Eva Potiguara

Eva Potiguara pertence ao Povo Potiguara Sagi Jacu, em Baía Formosa/RN. Graduada em Artes visuais, Mestrado e Doutorado em Educação pela UFRN. É escritora, contadora de histórias, articuladora nacional do Mulherio das Letras Indígenas, Ganhadora do Prêmio Jabuti 2023 na categoria Fomento à Leitura e do Prêmio Literatura de Mulheres Carolina Maria de Jesus 2023 do MINC, na categoria Romance.
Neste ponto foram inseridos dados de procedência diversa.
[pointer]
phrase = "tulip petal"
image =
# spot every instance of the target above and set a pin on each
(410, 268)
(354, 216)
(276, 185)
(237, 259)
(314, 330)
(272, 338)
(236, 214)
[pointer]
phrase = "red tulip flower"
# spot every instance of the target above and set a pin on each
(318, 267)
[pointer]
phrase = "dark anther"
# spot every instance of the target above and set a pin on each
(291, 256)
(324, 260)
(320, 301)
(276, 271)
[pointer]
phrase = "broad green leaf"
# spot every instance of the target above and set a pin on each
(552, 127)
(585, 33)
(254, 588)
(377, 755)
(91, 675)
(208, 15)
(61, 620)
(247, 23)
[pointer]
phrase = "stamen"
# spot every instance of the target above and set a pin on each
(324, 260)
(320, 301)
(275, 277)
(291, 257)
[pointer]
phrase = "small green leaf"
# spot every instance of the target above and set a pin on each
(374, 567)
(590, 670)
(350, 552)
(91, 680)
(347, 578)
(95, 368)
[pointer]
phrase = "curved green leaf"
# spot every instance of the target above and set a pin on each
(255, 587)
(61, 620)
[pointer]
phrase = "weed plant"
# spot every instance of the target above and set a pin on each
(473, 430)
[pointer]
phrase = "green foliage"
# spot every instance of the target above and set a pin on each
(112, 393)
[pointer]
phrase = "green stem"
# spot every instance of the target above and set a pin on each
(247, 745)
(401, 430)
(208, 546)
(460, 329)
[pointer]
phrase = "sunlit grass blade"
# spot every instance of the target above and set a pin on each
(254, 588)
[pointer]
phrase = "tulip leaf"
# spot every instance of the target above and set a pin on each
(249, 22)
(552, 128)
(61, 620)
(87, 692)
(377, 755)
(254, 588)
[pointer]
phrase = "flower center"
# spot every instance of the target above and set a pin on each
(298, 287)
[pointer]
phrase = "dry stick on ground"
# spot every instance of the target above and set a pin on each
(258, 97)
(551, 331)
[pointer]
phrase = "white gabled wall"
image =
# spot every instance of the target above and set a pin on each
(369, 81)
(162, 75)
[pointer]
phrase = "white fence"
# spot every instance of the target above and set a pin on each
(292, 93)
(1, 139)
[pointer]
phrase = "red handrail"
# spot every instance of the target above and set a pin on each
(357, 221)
“Minha Aposentadoria Não é um Fim: é um canto de recomeço da Arte que Sou”

17/07/2025 12h15

 

 

Dizem que a aposentadoria é o “fim da linha”, porém,  discordo. Pra mim, na condição de professora de instituição pública por mais de três décadas, é o momento em que a estrada se abre em mil direções e o coração, antes dividido entre turmas, planejamentos e reuniões, agora bate mais livre — para criar, sonhar e servir de outras formas.

 

Quando decidi ser professora? Acho que foi na escola primária. Ainda lembro o primeiro dia de aula, quando criança, aos seis anos, cheguei à escola pública usando um tênis azul pintado com caneta BIC — porque as condições financeiras da família era pouca, mas o meu sonho era imenso. Este episódio me fez pensar no direito de estudar e aprender, perante a desigualdade social. Não posso deixar de citar as brincadeiras de “escolinhas”, imitando as professoras. Estes jogos de faz-de-contas marcaram bastante a minha formação social e me ajudaram a pensar que de alguma forma eu poderia contribuir para tornar a sala de aula mais agradável e criativa para estudar. 

 

Me lembro bem do dia em que aos dezenove anos, fui nomeada para assumir  a primeira escola de ensino fundamental, na periferia da Zona Norte de Natal/RN. Ali, no meio do cheiro da sopa da merenda escolar, da tinta guache e do barulho das turmas, entendi desde cedo, que ser professora não era apenas um trabalho, mas um chamado que implicava estar disponível para ser um eterno aprendiz. .

 

Com o tempo, colecionei mordidas de crianças, tintas na roupa, sorrisos gratuitos e abraços inesperados — cada um se tornou um aprendizado mais pertinente que qualquer certificado acadêmico.

 

Vieram também os títulos: graduação em Artes, mestrado, doutorado em Educação, prêmios nacionais e internacionais, convites para congressos e palestras. Publicações? Muitas: livros de arte, poesia, literatura indígena, artigos científicos, roteiros. Mas sabe qual foi meu maior título? Ser uma artista insubmissa e uma aprendiz crítica reflexiva permanente.

 

Foram mais de trinta anos ensinando e aprendendo. Da educação infantil ao ensino superior, das escolas simples da periferia de Natal, às bancas acadêmicas da UFRN, UERN e IFESP.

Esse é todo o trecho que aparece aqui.